31 Jul 2017

Machine learning pipelines with Scikit-Learn

Pipelines in Scikit-Learn are far from being a new feature, but until recently I have never really used them in my day-to-day usage of the package. I found the documentation was sparse, and mainly consisted of contrived examples rather than covering practical use cases.

I recently started reading Aurelien Geron's Hands on Machine Learning with Scikit-Learn and TensorFlow, and finally I encountered some simple examples that actually brought the concept of data pipelines to life.

I have a notebook available here that accompanies this post- hopefully it will bring everything to life with a worked example.

Why pipelines?

If you come from an R background using the caret package, you may find Scikit-Learn a little frustrating to use. The caret package incorporates many of the patterns you encounter in supervised machine learning into its caret::train class, making the process feel almost too easy.

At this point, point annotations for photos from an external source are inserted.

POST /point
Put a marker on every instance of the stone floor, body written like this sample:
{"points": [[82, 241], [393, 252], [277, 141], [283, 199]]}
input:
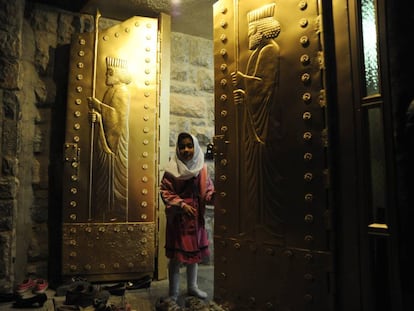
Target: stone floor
{"points": [[141, 299]]}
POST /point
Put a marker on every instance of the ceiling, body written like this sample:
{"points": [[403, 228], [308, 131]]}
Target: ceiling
{"points": [[193, 17]]}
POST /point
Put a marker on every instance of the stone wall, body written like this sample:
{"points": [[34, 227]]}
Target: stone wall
{"points": [[32, 98]]}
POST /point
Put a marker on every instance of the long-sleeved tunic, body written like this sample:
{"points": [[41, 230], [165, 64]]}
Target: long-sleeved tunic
{"points": [[186, 236]]}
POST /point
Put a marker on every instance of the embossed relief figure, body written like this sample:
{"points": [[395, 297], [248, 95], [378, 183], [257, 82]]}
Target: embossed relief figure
{"points": [[110, 144], [255, 91]]}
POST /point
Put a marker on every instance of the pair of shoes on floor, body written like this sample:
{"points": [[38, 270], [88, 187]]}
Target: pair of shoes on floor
{"points": [[37, 286], [144, 282], [35, 301]]}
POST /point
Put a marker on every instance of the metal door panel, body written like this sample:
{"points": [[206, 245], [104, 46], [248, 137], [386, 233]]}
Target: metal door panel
{"points": [[108, 234], [272, 220]]}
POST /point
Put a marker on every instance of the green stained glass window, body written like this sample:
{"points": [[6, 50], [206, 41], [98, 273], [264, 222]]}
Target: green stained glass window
{"points": [[370, 45]]}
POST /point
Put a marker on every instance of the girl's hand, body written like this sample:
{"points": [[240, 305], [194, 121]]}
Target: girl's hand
{"points": [[188, 209]]}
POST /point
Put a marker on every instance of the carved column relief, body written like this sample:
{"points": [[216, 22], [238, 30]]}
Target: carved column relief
{"points": [[110, 171]]}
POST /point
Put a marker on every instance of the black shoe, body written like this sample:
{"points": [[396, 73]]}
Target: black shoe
{"points": [[116, 290], [82, 295], [32, 302], [8, 297], [144, 282]]}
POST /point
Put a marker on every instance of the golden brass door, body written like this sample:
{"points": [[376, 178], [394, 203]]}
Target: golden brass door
{"points": [[110, 152], [272, 213]]}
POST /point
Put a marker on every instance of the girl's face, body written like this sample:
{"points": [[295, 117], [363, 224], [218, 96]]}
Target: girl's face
{"points": [[186, 149]]}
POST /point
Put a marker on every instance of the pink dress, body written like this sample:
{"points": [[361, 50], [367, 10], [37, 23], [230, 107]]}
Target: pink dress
{"points": [[186, 236]]}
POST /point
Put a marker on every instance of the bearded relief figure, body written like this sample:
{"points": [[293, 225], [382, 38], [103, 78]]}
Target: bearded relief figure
{"points": [[109, 119], [255, 92]]}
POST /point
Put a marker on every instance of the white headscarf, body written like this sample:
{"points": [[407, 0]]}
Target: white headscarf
{"points": [[190, 169]]}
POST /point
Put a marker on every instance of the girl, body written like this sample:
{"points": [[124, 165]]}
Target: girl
{"points": [[185, 190]]}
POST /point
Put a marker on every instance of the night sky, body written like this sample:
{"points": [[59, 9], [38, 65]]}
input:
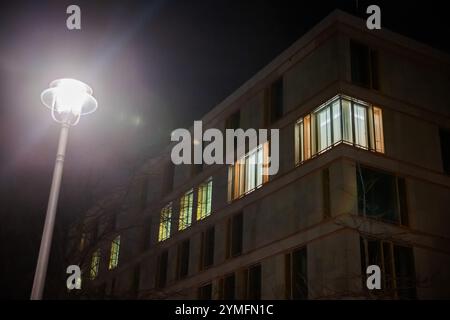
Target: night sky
{"points": [[154, 66]]}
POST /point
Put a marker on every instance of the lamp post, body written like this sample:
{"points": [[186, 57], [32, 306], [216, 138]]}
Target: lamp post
{"points": [[68, 100]]}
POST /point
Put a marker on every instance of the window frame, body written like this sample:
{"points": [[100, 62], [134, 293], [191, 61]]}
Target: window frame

Scikit-Learn, however, requires you to dig around creating and fitting objects for your preprocessing, and initially I found it very difficult to maintain a neat workflow of preprocessing and model training and evaluation.

There are two powerful things that pipelines can do which convinced me of their use (there are more than two advantages they bring, but these are the two that convinced me!):

You can treat preprocessing steps as hyperparameters. As a simple example, perhaps you can't decide if you should scale your features before training your learning algorithm. With a pipeline, you can in principle treat this like any other hyperparamenter, and by using Scikit-Learns's GridSearchCV class decide whether you should perform this processing or not. Using caret, you cannot easily treat the preprocesing like a hyperparameter, and would have to build multiple models and compare them manually.
Once you have fitted your pipeline, it is just a case of using it's transform or predict method to run your test set through, either for processing data or making predictions from an estimator, respectfully. This is much cleaner than, say, spending an evening developing your model using your training set, then having to work backwards to recreate the same data preperation steps for your test data set.

No free lunch

Unfortuneately, I encountered a bit of a learning barrier to get up and running with pipelines. The documentation only shows examples, opposed to practical use cases. To learn, you are pretty much at the mercy of blogs like this one :)

There are also some difficulties- some of these are the reasons why I avoided pipelines for so long.

Not all of Scikit-Learn's built-in preprocessing transformers are 'toggleable'. That is, if you want to try switching the preprocessing step on or off as you decide the best parameters of the pipeline, you may have to build your own wrapper around the class to give this functionality.
You will have to learn a few simple patterns to build your own custom transformers- chances are you will want to go beyond Scikit-Learn's suite of built in transformers in sklearn.preprocess
Scikit-Learn runs on numpy arrays, and data scientists tend to think in terms of data frames. Keeping track of feature names as you pass them through a pipeline can be messy- especially if you have multiple steps where you may generate new features and remove others.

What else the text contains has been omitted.